Specific use of MySQL internal temporary tables

Specific use of MySQL internal temporary tables

UNION

UNION semantics: take the union of the two subquery results, and keep only one row of duplicate rows

Table initialization

CREATE TABLE t1(id INT PRIMARY KEY, a INT, b INT, INDEX(a));
DELIMITER ;;
CREATE PROCEDURE idata()
BEGIN
    DECLARE i INT;

    SET i=1;
    WHILE (i<= 1000) DO
        INSERT INTO t1 VALUES (i,i,i);
        SET i=i+1;
    END WHILE;
END;;
DELIMITER ;
CALL idata();

Execute Statement

(SELECT 1000 AS f) UNION (SELECT id FROM t1 ORDER BY id DESC LIMIT 2);

mysql> EXPLAIN (SELECT 1000 AS f) UNION (SELECT id FROM t1 ORDER BY id DESC LIMIT 2);
+----+--------------+------------+------------+-------+---------------+--------+---------+------+------+------+----------+----------------------------------+
| id | select_type | table | partitions | type | possible_keys | key | key_len | ref | rows | filtered | Extra |
+----+--------------+------------+------------+-------+---------------+--------+---------+------+------+------+----------+----------------------------------+
| 1 | PRIMARY | NULL | NULL | NULL | NULL | NULL | NULL | NULL | NULL | No tables used |
| 2 | UNION | t1 | NULL | index | NULL | PRIMARY | 4 | NULL | 2 | 100.00 | Backward index scan; Using index |
| NULL | UNION RESULT | <union1,2> | NULL | ALL | NULL | NULL | NULL | NULL | NULL | NULL | Using temporary |
+----+--------------+------------+------------+-------+---------------+--------+---------+------+------+------+----------+----------------------------------+

The second row has Key=PRIMARY , Using temporary

  • Indicates that a temporary table is used when performing UNION RESULT on the results of the subquery

UNION RESULT

  • Create a temporary memory table. This temporary memory table has only one integer field f, and f is the primary key.
  • Execute the first subquery, get 1000, and store it in the temporary table in memory
  • Execute the second subquery
    • Get the first row with id=1000 and try to insert it into the temporary in-memory table, but the value 1000 already exists in the temporary in-memory table.
      • Unique constraint violated, insert failed, continue execution
    • Get the second row id=999 and insert it into the temporary memory table successfully
  • Fetch data from the temporary table in memory row by row, return the result, and delete the temporary table in memory. The result contains two rows with id=1000 and id=999.
  • The temporary memory table plays the role of temporarily storing data. It also uses the uniqueness constraint of the primary key id of the temporary memory table to implement the semantics of UNION.

UNION ALL

UNION ALL does not have deduplication semantics. The subquery is executed once and the results are sent directly to the client without the need for a temporary table in memory.

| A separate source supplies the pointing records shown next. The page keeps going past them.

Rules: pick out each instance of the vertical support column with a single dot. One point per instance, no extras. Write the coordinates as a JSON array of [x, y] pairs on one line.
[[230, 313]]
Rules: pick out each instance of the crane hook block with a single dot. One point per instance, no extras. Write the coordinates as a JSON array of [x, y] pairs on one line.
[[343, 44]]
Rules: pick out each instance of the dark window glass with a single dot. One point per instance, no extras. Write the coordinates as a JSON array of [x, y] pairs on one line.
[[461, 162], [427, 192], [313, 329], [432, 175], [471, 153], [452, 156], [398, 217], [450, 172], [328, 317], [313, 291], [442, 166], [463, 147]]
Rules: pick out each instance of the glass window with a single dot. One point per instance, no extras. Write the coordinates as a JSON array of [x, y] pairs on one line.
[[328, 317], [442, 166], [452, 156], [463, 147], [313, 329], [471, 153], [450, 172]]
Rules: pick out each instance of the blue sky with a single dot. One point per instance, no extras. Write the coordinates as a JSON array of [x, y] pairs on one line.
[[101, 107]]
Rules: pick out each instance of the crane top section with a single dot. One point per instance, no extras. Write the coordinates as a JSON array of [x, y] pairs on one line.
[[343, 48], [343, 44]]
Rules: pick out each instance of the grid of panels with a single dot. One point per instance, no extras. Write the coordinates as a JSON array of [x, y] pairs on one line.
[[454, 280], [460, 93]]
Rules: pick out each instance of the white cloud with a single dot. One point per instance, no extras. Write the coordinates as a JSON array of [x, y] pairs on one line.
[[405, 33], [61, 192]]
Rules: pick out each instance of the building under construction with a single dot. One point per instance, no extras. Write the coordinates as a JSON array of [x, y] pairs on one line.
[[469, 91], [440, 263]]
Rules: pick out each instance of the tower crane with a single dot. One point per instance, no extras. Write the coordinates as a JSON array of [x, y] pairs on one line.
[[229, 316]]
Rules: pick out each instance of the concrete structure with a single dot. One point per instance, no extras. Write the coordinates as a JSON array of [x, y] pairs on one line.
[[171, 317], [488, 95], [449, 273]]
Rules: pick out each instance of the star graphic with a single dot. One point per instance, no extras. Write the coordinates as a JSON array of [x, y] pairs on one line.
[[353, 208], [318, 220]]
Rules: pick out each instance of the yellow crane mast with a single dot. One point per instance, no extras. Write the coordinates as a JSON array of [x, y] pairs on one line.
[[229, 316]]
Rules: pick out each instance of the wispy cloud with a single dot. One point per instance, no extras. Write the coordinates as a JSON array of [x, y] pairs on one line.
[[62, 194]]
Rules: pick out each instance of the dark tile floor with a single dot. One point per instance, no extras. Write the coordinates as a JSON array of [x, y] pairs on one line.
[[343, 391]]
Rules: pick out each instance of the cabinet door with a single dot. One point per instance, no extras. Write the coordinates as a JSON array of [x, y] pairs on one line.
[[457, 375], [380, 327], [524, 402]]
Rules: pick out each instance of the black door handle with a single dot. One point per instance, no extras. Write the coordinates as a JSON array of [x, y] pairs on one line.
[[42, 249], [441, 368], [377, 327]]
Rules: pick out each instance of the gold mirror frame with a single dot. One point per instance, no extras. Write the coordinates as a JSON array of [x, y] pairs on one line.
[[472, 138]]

mysql> EXPLAIN (SELECT 1000 AS f) UNION ALL (SELECT id FROM t1 ORDER BY id DESC LIMIT 2);
+----+-------------+-------+------------+-------+---------------+--------+---------+------+------+------+----------+----------------------------------+
| id | select_type | table | partitions | type | possible_keys | key | key_len | ref | rows | filtered | Extra |
+----+-------------+-------+------------+-------+---------------+--------+---------+------+------+------+----------+----------------------------------+
| 1 | PRIMARY | NULL | NULL | NULL | NULL | NULL | NULL | NULL | NULL | No tables used |
| 2 | UNION | t1 | NULL | index | NULL | PRIMARY | 4 | NULL | 2 | 100.00 | Backward index scan; Using index |
+----+-------------+-------+------------+-------+---------------+--------+---------+------+------+------+----------+----------------------------------+

GROUP BY

Sufficient memory

-- 16777216 Bytes = 16 MB
mysql> SHOW VARIABLES like '%tmp_table_size%';
+----------------+----------+
| Variable_name | Value |
+----------------+----------+
| tmp_table_size | 16777216 |
+----------------+----------+

Execute Statement

-- Execute on MySQL 5.6mysql> EXPLAIN SELECT id%10 AS m, COUNT(*) AS c FROM t1 GROUP BY m;
+----+-------------+-------+-------+---------------+------+---------+------+------+----------------------------------------------+
| id | select_type | table | type | possible_keys | key | key_len | ref | rows | Extra |
+----+-------------+-------+-------+---------------+------+---------+------+------+----------------------------------------------+
| 1 | SIMPLE | t1 | index | PRIMARY,a | a | 5 | NULL | 1000 | Using index; Using temporary; Using filesort |
+----+-------------+-------+-------+---------------+------+---------+------+------+----------------------------------------------+

mysql> SELECT id%10 AS m, COUNT(*) AS c FROM t1 GROUP BY m;
+------+-----+
| m | c |
+------+-----+
| 0 | 100 |
| 1 | 100 |
| 2 | 100 |
| 3 | 100 |
| 4 | 100 |
| 5 | 100 |
| 6 | 100 |
| 7 | 100 |
| 8 | 100 |
| 9 | 100 |
+------+-----+

Using index : Indicates that a covering index is used, index a is selected, and no table return is required.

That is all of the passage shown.